Why Was The Prisoner Exchange Stopped?

Why Was The Prisoner Exchange Stopped?

Why the prisoner exchange was stopped became a hotly controversial subject following the war, and many blatantly self-serving theories were forthcoming from the North.  James Madison Page, the Union officer who wrote THE TRUE STORY OF ANDERSONVILLE PRISON (1908) describes some of these theories: "The South refused to exchange a negro for a rebel prisoner." "The rebels would not exchange on an equitable basis as to relative rank of officers;" "The rebel Government resorted to frivolous pretexts to delay exchange as death was doing its work at Andersonville, Salisbury and other prisons."
Page dismisses all of these arguments as mere subterfuge. Even today, howThe Movieever, many of these old Yankee lies have been dusted off and reissued with Ken Burns the most prominent quartermaster.

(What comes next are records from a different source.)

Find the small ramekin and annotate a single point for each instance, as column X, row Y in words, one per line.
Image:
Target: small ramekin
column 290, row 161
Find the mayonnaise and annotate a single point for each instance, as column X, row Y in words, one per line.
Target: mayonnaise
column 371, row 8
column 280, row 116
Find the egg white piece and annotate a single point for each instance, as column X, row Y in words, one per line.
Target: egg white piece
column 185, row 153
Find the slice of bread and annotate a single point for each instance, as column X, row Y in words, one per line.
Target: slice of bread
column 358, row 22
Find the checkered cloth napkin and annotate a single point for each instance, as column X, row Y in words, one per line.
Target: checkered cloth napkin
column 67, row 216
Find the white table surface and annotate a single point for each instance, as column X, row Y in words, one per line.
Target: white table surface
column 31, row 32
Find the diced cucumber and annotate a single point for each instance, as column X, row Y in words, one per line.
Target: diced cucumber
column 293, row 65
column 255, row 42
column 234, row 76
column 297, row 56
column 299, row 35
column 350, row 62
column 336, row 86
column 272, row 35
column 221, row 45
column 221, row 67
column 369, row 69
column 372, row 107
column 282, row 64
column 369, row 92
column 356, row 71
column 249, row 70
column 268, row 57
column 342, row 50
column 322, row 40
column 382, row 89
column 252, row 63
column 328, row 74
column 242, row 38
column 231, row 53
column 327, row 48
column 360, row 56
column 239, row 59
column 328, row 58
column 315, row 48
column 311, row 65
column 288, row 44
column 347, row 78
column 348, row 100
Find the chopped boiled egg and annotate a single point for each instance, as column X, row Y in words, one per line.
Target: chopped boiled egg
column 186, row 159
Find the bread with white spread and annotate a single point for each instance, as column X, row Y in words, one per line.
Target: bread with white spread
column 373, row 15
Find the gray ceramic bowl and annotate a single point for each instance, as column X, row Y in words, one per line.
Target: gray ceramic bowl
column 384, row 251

In the PBS series "The Civil War," Burns had the audacity to suggest that Grant stopped the prisoner exchange because he was morally offended by the Confederate Government's refusal to exchange negro prisoners!

In his text, Ken Burns states: "...Grant ordered an end to the prisoner exchange in effect since early in the war, until and unless the South formally agreed to recognize 'no distinction whatever in the exchange between white and colored prisoners.’ " (Page 336.)
So we see that the real reason the prisoner exchange was stopped was because Grant was an egalitarian who was willing to sacrifice the lives of thousands of Union prisoners as an act of moral principle. Even considering Mr. Grant's demonstrated proclivity for expending Union lives, one might conclude that Ken Burns, and his Reconstructionist forbears, would be deterred by simple embarrassment at advancing such an unlikely tenet. After all, black prisoners of war were a minuscule number of the total Union soldiers in Confederate hands. Melvin Grigsby, a Union POW at Andersonville, wrote: "There was not a negro soldier in Andersonville or in any other prison for a considerable time. When they were captured they were either sent back to their old masters or put to work on rebel fortifications, and they were not starved and did not suffer. [Secretary of War] Stanton and others who insisted on this point, might as well have insisted that every black in the South, whose liberty had been granted him by the Emancipation Proclamation and who was detained by his old master, should be a subject of exchange."

James Madison Page agrees. In July of 1864, Henry Wirz had paroled five prisoners to act as emissaries for the others. These emissaries carried a petition to Washington that was signed by almost every Union soldier in Andersonville, demanding that the U.S. Government abide by the original exchange agreement. Their efforts were not successful, and some of them returned to Andersonville to report to their fellows. Page writes, "When the Andersonville emissaries returned from Washington there was not one word about the exchange of negro soldiers being in the way of our release. It was then not thought of. I know that for the past forty-two years that matter has been published broadcast in the North as the reason why we were not exchanged. Grigsby is right in this. The Washington authorities had concluded to stop the exchange before there were any Negro prisoners."
In spite of all the Northern post-war moralizing, the real reason the Union soldiers were not exchanged is because the Northern government considered them expendable. Secretary of War Edwin Stanton said, "We will not exchange able-bodied men for skeletons," and "We do not propose to reinforce the rebel army by exchanging prisoners."

Ulysses S. Grant later confirmed this in his memoirs, explaining that exchange meant reinforcement of the rebel army, and that the exchanged rebel soldier behind brigades and fortifications fighting on the defensive was equivalent to three Union soldiers attacking him.
Page writes, "This was the Stanton policy, and if this atrocious and inhuman doctrine is anyway meritorious, the 'War Secretary' is entitled to the credit."